Zum Glück wurden mir meine Bedenken schon gleich beim ersten Versuch genommen. Es ging um die Darstellung von Frauen in den Medien und der Öffentlichkeit, die wir anhand verschiedener Musikvideos diskutierten. Ich kann sagen: Die Mädels legten richtig los! Wir kamen an diesem Samstagnachmittag zu einer Menge neuer Erkenntnisse und es kamen spannende Diskussionen dazu auf, wie man diese Mediendarstellung in Zukunft verändern könnte. Ich war mit meinem neuen Projekt sehr zufrieden und freute mich, dass auch die Mädchen es so gut aufnahmen und mitgestalteten.
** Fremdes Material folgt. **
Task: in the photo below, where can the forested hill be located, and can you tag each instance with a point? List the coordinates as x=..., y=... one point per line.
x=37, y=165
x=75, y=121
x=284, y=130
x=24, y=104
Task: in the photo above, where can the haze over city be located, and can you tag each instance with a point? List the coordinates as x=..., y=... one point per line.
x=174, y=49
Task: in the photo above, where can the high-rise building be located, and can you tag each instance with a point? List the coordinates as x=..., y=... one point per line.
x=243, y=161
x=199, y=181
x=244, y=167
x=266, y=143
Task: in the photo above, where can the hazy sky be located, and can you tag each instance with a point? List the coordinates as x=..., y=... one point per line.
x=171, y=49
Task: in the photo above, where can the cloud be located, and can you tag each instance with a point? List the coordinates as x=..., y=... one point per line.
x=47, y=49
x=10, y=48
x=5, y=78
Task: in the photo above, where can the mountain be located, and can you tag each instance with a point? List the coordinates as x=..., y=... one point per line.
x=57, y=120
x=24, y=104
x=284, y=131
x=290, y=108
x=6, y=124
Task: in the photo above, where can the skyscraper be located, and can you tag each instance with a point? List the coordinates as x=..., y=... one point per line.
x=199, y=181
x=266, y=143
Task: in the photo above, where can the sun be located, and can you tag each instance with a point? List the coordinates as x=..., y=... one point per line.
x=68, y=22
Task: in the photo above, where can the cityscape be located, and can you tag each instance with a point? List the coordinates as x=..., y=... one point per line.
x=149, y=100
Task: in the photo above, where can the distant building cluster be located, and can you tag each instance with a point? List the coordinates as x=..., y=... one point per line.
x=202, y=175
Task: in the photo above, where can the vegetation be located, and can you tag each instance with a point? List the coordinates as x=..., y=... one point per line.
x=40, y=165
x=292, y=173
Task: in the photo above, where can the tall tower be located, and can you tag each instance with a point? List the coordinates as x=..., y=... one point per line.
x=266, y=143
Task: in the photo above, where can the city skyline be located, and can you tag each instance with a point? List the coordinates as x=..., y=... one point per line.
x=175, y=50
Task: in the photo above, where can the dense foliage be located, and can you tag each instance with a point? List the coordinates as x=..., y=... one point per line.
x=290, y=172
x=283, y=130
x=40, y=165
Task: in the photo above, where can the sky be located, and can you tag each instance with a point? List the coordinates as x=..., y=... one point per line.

Allerdings kam es nur zu insgesamt zwei solcher Workshops, bevor die Corona-Krise meine Freiwilligenarbeit vor Ort frühzeitig beendete. Als sich der erste Trubel um die Rückreise und das Ankommen in Deutschland gelegt hatte und ich zusammen mit den Friends überlegte, wie ich meine Freiwilligenarbeit von zu Hause aus fortsetzen könnte, kam uns eine Idee: Ich könnte weiterhin alle zwei Wochen per Videochat mit den Mädchen im Lerato House Kontakt aufnehmen und die Workshops so mit ihnen weiterführen. Diese Idee traf auch bei den Ansprechpartnerinnen von TLF in Südafrika auf großen Zuspruch und so wurden technische Schwierigkeiten schnell überwunden und wir fanden einen Weg, das Projekt am Leben zu erhalten. Für mich ist es schön, dass ich so die Möglichkeit habe, die Mädchen alle zwei Wochen zu sehen und mich mit ihnen neben den Workshops auch über ihren Alltag und ihre Probleme austauschen kann. Vor allem beim ersten Wiedersehen war die Freude natürlich groß. Aber auch der Austausch zu den vorbereiteten Themen läuft weiterhin so gut wie schon in Südafrika. Ich habe das Gefühl, dass vor allem diese Themen, nämlich Feminismus, Antirassismus und das Einsetzen für soziale Gerechtigkeit, den Mädchen genauso am Herzen liegen wie mir. Zu sehen, wie viel sie dazu zu sagen haben und wie entschlossen sie darüber sprechen, macht Hoffnung für die Zukunft.